Quantum-Like Contextuality in Large Language Models
Kin Ian Lo, Mehrnoosh Sadrzadeh, Shane Mansfield
TL;DR
The paper investigates whether quantum-like contextuality can emerge in natural language by constructing a linguistic schema modeled on contextual quantum scenarios and instantiating it with a masked-language modeling setup using BERT. They apply two contextuality frameworks—the signalling-corrected sheaf-theoretic model and Contextuality-by-Default (CbD)—and report massive numbers of contextual instances, including 77,118 sheaf-contextual and 36,938,948 CbD-contextual cases. A key finding is that the difference in BERT logit scores, ${\Delta l}$, maps to the embedding-distance between noun vectors, yielding ${\epsilon} = \tanh({\Delta l}/2)$ and enabling a strong link between contextuality and Euclidean distance in embedding space; cubic regression further strengthens these associations. The results suggest that quantum-inspired contextuality concepts may be relevant for language tasks and encourage future exploration of contextuality-driven advantages, human judgments, and extensions to broader coreference challenges like donkey anaphora and the Winograd Schema Challenge.
Abstract
Contextuality is a distinguishing feature of quantum mechanics and there is growing evidence that it is a necessary condition for quantum advantage.
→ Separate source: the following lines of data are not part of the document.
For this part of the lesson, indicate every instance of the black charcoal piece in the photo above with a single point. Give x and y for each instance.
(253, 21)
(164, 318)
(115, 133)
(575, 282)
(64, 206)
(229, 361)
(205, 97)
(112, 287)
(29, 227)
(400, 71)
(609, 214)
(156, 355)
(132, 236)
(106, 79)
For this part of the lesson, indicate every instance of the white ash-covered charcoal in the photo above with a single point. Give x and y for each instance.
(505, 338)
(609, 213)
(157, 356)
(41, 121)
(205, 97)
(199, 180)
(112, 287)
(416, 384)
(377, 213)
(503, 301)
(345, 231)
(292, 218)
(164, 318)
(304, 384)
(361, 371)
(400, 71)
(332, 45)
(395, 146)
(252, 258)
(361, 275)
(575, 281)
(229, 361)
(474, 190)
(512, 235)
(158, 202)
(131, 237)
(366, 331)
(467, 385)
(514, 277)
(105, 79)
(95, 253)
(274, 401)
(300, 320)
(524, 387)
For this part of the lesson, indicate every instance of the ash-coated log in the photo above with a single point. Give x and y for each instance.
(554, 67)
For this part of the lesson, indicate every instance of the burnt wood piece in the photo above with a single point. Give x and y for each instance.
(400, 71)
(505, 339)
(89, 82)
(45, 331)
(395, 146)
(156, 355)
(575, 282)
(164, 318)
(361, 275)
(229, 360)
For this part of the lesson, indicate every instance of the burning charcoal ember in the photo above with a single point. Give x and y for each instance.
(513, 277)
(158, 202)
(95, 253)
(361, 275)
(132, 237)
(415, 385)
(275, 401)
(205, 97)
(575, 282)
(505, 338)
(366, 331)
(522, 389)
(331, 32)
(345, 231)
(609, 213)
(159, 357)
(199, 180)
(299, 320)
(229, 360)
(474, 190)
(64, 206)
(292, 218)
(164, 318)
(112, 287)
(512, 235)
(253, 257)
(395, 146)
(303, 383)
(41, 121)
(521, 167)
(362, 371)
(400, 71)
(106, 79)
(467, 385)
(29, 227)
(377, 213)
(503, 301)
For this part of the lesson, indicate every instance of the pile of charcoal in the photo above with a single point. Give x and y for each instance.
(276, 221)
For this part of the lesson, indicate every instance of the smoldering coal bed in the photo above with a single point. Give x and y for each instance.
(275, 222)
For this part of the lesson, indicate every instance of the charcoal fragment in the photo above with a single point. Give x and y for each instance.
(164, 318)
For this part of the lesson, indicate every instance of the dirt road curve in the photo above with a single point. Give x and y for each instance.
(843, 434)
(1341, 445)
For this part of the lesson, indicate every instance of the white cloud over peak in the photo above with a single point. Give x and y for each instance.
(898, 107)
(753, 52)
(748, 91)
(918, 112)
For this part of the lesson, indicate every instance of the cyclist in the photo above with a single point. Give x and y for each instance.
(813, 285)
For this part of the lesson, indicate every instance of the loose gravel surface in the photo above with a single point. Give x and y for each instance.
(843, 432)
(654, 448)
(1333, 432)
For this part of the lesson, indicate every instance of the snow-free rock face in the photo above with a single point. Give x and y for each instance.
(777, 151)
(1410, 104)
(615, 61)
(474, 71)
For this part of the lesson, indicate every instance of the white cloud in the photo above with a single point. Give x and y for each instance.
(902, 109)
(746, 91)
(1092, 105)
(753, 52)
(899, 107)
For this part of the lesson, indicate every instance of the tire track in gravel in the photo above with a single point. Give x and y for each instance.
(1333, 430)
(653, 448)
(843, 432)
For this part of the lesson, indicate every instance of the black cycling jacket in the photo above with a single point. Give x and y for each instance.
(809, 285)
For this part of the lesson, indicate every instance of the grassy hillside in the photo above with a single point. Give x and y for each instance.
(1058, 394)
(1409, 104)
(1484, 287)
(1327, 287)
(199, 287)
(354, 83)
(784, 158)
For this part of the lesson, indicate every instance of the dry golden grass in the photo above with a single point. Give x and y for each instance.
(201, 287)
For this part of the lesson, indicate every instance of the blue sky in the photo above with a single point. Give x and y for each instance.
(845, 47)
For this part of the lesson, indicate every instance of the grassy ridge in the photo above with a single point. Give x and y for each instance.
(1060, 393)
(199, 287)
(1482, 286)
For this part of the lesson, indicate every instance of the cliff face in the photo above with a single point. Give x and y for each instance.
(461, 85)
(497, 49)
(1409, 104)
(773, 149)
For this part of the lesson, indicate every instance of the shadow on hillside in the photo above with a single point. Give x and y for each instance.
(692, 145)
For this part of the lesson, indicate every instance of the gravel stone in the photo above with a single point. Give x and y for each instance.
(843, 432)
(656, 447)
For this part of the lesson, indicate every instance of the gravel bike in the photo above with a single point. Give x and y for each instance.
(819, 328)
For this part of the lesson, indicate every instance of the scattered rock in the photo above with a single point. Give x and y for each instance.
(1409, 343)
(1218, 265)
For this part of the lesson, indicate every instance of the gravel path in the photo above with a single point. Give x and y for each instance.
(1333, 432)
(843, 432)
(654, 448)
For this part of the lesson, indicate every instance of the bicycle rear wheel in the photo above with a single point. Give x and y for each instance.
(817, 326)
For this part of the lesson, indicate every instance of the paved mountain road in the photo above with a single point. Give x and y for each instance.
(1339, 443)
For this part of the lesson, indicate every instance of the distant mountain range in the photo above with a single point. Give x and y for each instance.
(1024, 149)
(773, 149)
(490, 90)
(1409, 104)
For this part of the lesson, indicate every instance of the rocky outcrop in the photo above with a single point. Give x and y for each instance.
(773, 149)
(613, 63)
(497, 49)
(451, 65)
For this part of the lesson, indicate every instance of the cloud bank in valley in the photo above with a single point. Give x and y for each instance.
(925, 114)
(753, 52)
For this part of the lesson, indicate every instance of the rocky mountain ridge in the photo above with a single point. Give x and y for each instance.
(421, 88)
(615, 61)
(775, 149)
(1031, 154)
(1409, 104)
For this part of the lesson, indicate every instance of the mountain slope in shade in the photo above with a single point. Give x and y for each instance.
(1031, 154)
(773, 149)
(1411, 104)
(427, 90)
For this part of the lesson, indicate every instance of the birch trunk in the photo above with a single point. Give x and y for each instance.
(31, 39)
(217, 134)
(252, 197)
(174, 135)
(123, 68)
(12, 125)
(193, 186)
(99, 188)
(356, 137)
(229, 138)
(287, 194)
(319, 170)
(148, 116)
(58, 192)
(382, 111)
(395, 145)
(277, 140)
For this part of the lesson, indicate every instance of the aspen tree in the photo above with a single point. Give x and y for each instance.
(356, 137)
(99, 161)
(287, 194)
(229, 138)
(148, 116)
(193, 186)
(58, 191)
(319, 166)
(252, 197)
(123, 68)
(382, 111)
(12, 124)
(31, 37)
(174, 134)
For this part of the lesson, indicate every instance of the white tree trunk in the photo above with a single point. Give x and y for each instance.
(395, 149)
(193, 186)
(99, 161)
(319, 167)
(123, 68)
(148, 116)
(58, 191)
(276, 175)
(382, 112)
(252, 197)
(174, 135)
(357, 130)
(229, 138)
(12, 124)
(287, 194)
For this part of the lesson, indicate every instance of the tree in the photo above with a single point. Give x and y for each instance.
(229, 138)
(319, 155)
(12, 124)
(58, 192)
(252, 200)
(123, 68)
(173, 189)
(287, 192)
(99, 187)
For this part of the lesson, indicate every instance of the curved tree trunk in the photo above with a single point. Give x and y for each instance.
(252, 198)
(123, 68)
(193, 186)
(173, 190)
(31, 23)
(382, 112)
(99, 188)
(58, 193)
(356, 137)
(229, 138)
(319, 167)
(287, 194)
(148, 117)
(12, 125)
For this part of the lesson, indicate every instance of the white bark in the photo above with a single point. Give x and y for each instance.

In order to make use of it, researchers have been asking whether similar phenomena arise in other domains. The answer has been yes, e.g. in behavioural sciences. However, one has to move to frameworks that take some degree of signalling into account. Two such frameworks exist: (1) a signalling-corrected sheaf theoretic model, and (2) the Contextuality-by-Default (CbD) framework. This paper provides the first large scale experimental evidence for a yes answer in natural language. We construct a linguistic schema modelled over a contextual quantum scenario, instantiate it in the Simple English Wikipedia and extract probability distributions for the instances using the large language model BERT. This led to the discovery of 77,118 sheaf-contextual and 36,938,948 CbD contextual instances. We proved that the contextual instances came from semantically similar words, by deriving an equation between degrees of contextuality and Euclidean distances of BERT's embedding vectors. A regression model further reveals that Euclidean distance is indeed the best statistical predictor of contextuality. Our linguistic schema is a variant of the co-reference resolution challenge. These results are an indication that quantum methods may be advantageous in language tasks.